Las prostitutas sagradas

Claro que a ello se prestaron en aquel tiempo muchas otras. La cohabitación en el templo, como segunda forma en importancia de relaciones sexuales sagradas (y sin perjuicio de una floreciente prostitución profana), fue ejercida profesionalmente por muchas mujeres. Sobre todo en las ciudades semíticas y de Asia Menor; según Herodoto, en casi todos los pueblos. Las muchachas del templo, denominadas en Babilonia kadistu (sagradas), fueron llamadas hieródulas (doncellas sagradas) en Grecia, kadesh (consagradas) en Jerusalén o devadasis (servidoras de la divinidad) en la India. Descritas por los portugueses como bayaderas (vid. la conocida balada de Goethe) y difamadas por los modernos como simples prostitutas, originalmente, lejos de ser despreciadas, a menudo estuvieron consideradas por encima de las demás mujeres. Asimismo, las hijas de los nobles podían ofrecerse ritualmente durante largas temporadas sin que nadie desdeñara después casarse con ellas. Incluso los reyes consagraban a sus hijas en los santuarios y las hacían actuar de meretrices en el curso de grandes festejos. Las prostitutas del templo —retratadas en el arte con vestido corto, bailando de puntillas, brazos en alto— sirvieron como representantes y en cierto modo como emanaciones de la Gran Madre y, con su entrega, permitieron al hombre alcanzar la unió mystica, la participación en lo sagrado, la más íntima, sensible y palpable de las comuniones con la divinidad (2).

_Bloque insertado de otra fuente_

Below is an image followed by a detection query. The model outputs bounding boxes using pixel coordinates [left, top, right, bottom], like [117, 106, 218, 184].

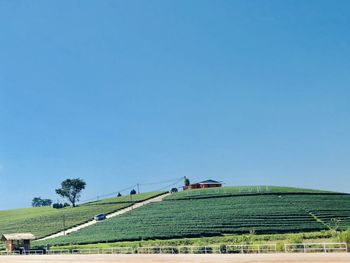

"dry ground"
[0, 253, 350, 263]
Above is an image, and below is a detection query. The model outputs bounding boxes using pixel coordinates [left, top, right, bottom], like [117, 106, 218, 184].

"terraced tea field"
[34, 191, 350, 248]
[286, 195, 350, 230]
[167, 186, 334, 200]
[0, 192, 162, 238]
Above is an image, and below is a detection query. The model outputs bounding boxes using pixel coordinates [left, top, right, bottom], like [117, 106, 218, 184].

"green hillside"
[167, 186, 332, 200]
[37, 187, 350, 245]
[0, 192, 161, 241]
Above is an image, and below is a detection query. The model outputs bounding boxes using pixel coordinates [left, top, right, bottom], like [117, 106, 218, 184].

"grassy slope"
[46, 231, 339, 250]
[167, 186, 334, 200]
[34, 187, 350, 248]
[0, 192, 161, 241]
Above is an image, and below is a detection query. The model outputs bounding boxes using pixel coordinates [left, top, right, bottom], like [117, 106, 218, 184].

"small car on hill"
[94, 214, 106, 221]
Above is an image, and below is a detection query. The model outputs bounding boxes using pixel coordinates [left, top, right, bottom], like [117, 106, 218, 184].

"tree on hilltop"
[56, 178, 86, 207]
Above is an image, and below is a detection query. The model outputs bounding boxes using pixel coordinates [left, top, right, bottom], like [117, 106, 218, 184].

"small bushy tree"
[56, 178, 86, 207]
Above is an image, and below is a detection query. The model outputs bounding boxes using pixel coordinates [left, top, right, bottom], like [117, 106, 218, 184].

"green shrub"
[338, 229, 350, 252]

En el Poema de Gilgamesh —la más antigua epopeya de la literatura mundial— Enkidu, que al principio es una especie de animal que come hierba y comparte un abrevadero con las bestias, se transforma en ser humano gracias a una prostituta consagrada. Durante seis días y siete noches se ve despojado de su animalidad en los brazos de una representante de la diosa madre, y en cierto modo renace como ser humano. Por lo demás, los primeros manuales griegos de la vida amorosa fueron en su mayoría escritos por hetairas.

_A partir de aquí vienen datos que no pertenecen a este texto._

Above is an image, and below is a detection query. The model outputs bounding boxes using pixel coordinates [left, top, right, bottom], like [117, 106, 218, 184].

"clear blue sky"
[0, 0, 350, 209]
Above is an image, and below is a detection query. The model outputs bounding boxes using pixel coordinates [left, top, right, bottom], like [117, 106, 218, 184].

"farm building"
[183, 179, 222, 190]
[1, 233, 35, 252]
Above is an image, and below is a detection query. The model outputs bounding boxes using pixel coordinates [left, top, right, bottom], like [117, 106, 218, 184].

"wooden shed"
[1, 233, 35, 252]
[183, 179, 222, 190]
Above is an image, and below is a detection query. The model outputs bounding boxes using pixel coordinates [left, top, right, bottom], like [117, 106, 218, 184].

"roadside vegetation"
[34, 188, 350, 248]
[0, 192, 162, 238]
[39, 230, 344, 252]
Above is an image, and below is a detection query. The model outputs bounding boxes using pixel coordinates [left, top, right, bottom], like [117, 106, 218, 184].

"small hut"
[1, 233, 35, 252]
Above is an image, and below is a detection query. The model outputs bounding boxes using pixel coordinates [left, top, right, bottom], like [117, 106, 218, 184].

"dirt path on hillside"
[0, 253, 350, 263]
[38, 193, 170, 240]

De Babilonia —cuya religión, sin fe en el más allá, probablemente fue la primera que incorporó a las prostitutas consagradas (protegidas por el Código de Hammurabi, la más antigua compilación jurídica del mundo)— la costumbre pasó a Siria, el país fenicio, Canaán, Asia Menor, Grecia, Persia y la India meridional. Miles de hieródulas actuaban en los diversos templos; en Comana, la capital de Capadocia, en el santuario de la diosa Ma (madre); en el Ponto, en un templo rodeado por el río Iris, situado sobre abruptos peñascos y dedicado a Anaitis, una diosa semítica fusionada con la diosa de la fertilidad Ardvisura; en el templo de Afrodita en Corinto, a cuyas mujeres, famosas por sus encantos, Píndaro dedicó una de sus más hermosas odas. Mientras que más de dos mil años después un cierto Ulrich Megerle de Messkirch (Badén), que adoptó el nombre de Abrahán a Santa Clara como agustino descalzo, clama contra «las mujeres de Corinto» las «locas» que. mil veces al día, «se ofrecen para aparearse con los sementales fornicadores en honor de Venus y en su templo» y que «son tan desvergonzadas» que para excitar a los «bellacos fornicadores, se acercan con la cabeza descubierta, el rostro desvelado, los ojos bien abiertos, para mostrar su hermosa figura» (3).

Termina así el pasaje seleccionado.